With this the party broke up. We all went out on the terrace. My six neighbors mounted and cantered off on their various roads home; Tanno, Hirnio and I went in and to bed.
CHAPTER V
ENCOUNTERS
Next morning I was wakened by a dash of cold water over me and sat up in bed dripping and angry. Tanno was bending over me.
"I had to souse you," he explained. "I've been shaking you and yelling at you and you stayed as fast asleep as before I touched you. Get up and let's start for Rome."
We enjoyed a brief rubdown and after Entedius joined us each relished a small cup of mulled wine and one of Ofatulena's delicious little hot, crisp rolls.

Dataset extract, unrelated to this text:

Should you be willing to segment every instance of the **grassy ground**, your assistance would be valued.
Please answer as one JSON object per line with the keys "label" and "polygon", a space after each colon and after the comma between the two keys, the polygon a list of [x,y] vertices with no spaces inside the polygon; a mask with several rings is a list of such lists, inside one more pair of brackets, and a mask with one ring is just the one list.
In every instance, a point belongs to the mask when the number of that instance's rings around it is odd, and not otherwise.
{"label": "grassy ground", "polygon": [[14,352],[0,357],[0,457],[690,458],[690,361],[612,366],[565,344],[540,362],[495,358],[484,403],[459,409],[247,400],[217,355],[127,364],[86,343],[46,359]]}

In the east courtyard we found our equipages and I descried my tenants outside the gate, all horsed and each muffled in a close rain-cloak, topped off by a big umbrella hat, its wide brim dripping all round its edge, for the weather was atrocious; foggy mist blanketing all the world under a gray sky from which descended a thin, chilly drizzle.
Hirnio was inspecting Tanno's litter and chatting with Tanno about it.
"Never saw one with poles like this," he said. "All I have seen had one long pole on each side, a continuous bar of wood from end to end. What's the idea of four poles, half poles you might call them, two on a side?"
"You see," Tanno explained, "It is far harder to get sound, flawless, perfect poles full length. Then, too, full-length spare poles are very bothersome and inconvenient to carry. With a litter equipped in this fashion one man can carry a spare pole, and they are much easier and quicker to put in if a pole snaps."